Parallel calls reduce wall-clock latency for independent operations but add coordination complexity for dependent ones: the model cannot use the result of one parallel call to inform another in the same turn (they all execute against the same pre-result state). Dependent calls must be sequential.

## Streaming Tool Calls

Streaming protocols emit the assistant message token-by-token. A complete tool-call block can be reconstructed before the full message finishes streaming, allowing the runtime to begin execution speculatively:

1. Streamed tokens form a complete tool_use block.
2. Runtime parses the complete block and begins executing the tool.
3. Streaming continues; if a second tool-call block arrives, it also begins executing.
4. When the streamed message completes, the runtime has the full set of calls; some are already done.
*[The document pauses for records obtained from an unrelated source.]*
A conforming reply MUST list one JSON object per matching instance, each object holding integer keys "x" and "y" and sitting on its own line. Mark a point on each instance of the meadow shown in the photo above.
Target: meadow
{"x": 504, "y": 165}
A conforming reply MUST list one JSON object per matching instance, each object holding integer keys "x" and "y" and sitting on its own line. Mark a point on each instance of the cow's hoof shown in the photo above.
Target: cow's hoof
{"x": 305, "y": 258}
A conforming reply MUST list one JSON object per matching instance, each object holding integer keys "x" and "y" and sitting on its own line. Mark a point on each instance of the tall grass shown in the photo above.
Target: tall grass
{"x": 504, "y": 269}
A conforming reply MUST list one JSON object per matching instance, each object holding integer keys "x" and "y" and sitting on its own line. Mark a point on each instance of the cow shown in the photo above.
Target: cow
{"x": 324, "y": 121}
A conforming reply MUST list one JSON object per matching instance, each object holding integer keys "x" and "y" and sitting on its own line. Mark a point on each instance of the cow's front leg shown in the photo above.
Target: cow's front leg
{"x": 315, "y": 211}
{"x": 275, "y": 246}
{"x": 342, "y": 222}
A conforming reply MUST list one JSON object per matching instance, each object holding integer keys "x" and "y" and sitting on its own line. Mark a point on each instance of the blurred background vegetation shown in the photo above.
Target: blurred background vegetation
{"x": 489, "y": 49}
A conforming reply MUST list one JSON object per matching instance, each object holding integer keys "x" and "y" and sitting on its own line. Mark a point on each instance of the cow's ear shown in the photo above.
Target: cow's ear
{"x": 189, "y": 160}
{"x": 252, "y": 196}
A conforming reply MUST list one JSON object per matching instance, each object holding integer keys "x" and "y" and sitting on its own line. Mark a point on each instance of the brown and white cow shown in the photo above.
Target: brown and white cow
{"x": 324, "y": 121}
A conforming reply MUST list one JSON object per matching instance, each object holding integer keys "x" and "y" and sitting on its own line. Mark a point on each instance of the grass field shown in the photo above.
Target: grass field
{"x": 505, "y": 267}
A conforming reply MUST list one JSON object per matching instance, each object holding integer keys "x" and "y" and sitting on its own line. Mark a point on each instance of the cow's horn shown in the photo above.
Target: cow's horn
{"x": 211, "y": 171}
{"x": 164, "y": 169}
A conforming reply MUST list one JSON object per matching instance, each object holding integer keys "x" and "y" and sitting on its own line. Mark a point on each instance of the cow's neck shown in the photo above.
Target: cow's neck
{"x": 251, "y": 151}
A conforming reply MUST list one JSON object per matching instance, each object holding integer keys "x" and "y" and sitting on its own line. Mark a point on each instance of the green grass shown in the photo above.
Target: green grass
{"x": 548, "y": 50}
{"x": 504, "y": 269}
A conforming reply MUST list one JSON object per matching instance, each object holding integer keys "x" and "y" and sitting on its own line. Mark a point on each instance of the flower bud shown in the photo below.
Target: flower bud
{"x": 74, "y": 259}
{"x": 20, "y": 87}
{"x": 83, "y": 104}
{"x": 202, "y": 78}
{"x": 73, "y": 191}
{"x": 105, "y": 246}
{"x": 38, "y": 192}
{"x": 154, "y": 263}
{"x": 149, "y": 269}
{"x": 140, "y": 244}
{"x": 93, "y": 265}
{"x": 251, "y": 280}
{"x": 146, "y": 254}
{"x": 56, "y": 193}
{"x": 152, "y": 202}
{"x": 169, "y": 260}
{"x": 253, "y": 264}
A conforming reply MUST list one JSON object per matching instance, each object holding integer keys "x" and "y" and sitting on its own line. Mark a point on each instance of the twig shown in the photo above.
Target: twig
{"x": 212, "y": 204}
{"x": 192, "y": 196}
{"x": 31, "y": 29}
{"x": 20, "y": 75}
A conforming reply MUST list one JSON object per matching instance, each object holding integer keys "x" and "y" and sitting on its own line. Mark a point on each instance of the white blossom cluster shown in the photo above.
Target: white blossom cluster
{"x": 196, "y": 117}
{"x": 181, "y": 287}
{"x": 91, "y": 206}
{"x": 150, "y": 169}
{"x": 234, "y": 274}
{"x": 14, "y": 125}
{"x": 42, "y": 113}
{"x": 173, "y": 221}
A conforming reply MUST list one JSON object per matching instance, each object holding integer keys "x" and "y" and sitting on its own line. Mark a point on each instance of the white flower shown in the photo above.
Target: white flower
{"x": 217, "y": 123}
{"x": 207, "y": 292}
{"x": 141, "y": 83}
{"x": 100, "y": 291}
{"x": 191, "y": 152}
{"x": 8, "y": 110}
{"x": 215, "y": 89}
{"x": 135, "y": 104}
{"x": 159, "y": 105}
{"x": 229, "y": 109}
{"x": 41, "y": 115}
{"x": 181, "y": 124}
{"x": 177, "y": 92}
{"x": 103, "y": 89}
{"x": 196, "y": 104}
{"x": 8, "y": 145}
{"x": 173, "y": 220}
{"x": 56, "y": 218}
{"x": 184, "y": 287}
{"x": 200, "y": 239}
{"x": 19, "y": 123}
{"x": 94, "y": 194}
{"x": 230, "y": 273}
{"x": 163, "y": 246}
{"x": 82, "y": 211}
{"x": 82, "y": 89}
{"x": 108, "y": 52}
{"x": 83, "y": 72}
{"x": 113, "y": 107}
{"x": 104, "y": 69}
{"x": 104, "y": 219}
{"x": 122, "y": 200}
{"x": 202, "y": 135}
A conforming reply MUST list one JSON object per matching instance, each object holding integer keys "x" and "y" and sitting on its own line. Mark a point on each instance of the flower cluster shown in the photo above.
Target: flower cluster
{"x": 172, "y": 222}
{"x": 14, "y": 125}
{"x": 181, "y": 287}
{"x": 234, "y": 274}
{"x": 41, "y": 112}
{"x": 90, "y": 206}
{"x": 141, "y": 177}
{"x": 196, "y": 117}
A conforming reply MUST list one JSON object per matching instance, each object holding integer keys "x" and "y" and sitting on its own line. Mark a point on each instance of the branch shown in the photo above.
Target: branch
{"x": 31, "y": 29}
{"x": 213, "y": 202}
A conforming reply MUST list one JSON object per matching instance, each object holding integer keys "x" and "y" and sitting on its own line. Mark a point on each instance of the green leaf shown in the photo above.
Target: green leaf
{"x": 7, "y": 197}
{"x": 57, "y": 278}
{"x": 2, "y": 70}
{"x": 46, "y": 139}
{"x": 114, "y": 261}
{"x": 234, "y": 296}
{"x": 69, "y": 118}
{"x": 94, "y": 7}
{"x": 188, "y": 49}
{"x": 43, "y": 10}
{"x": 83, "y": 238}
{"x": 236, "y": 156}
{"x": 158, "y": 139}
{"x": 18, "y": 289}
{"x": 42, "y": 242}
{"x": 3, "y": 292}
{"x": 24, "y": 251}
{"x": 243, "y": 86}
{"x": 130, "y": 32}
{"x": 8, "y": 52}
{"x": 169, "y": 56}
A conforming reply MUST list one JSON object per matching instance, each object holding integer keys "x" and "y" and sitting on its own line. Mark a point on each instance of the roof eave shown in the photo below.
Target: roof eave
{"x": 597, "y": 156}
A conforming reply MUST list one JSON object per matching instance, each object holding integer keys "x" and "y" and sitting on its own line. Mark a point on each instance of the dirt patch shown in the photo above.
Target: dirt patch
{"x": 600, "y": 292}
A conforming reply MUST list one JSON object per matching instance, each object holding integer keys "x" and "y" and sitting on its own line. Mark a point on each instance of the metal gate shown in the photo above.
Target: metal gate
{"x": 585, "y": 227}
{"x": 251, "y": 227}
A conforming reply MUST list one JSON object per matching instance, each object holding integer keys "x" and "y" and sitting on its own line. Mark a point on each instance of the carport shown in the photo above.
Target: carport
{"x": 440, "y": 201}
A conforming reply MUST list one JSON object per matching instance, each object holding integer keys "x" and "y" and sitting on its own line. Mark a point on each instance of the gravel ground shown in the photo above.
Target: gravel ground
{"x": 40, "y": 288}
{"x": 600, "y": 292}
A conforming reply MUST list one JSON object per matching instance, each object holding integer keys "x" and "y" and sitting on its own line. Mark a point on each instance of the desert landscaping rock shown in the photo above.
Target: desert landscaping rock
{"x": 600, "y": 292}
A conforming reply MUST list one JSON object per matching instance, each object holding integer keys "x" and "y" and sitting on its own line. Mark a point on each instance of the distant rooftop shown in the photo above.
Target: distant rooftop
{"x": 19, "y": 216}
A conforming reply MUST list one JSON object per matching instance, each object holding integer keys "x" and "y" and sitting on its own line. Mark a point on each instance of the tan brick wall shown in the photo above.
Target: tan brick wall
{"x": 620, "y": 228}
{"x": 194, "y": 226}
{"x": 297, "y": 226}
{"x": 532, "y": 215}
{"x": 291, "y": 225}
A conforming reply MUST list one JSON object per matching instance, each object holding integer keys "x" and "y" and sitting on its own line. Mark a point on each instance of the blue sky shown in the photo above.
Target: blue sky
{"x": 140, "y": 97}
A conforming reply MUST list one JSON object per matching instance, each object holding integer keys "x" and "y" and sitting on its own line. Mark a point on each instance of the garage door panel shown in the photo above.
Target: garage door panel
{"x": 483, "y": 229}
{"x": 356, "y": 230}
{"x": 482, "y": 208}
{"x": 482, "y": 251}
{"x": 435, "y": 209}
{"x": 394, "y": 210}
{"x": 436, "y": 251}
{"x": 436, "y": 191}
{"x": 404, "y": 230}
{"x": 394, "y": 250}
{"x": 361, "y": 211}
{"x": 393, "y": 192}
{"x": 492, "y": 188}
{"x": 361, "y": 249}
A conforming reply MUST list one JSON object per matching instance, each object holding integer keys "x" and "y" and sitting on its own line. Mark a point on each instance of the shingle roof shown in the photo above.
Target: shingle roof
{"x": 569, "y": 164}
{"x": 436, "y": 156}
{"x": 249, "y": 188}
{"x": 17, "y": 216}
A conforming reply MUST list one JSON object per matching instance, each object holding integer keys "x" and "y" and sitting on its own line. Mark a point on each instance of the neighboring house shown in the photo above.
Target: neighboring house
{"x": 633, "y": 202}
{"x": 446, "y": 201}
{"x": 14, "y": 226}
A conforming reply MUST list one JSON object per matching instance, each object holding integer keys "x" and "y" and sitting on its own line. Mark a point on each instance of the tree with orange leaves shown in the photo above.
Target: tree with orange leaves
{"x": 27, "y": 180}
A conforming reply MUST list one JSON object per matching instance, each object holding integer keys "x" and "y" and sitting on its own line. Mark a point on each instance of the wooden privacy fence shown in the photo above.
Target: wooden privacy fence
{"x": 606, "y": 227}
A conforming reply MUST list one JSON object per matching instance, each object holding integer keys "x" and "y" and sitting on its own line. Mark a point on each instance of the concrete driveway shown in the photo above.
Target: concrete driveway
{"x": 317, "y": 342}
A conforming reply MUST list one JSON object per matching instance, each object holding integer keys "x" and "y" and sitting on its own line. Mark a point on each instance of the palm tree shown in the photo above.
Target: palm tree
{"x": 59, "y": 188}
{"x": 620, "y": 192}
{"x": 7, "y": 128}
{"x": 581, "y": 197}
Streaming is an optimization, not a different cycle. The correctness contract is the same: results must be appended in their assigned positions; the model sees the same history regardless of timing.

## Failure Encoding

All failures are tool-result messages — never out-of-band exceptions that break the cycle.

| Failure | Encoding |
|---|---|
| Schema validation failed | Result with error: "arguments did not match schema: missing required field 'location'" |
| Tool execution threw | Result with error: "OpenWeatherMap returned 503 Service Unavailable" |
| Timeout | Result with error: "tool execution exceeded 10s timeout" |
| Permission denied | Result with error: "this tool requires admin permission" |
| Unknown tool | Result with error: "no tool named 'get_wether' (did you mean 'get_weather'?)" |

The model sees the error in its next turn and can choose: retry with corrected arguments, try a different tool, abandon the goal, or surface the failure to the user with context. The runtime's job is to encode the failure faithfully; the model's job is to handle it.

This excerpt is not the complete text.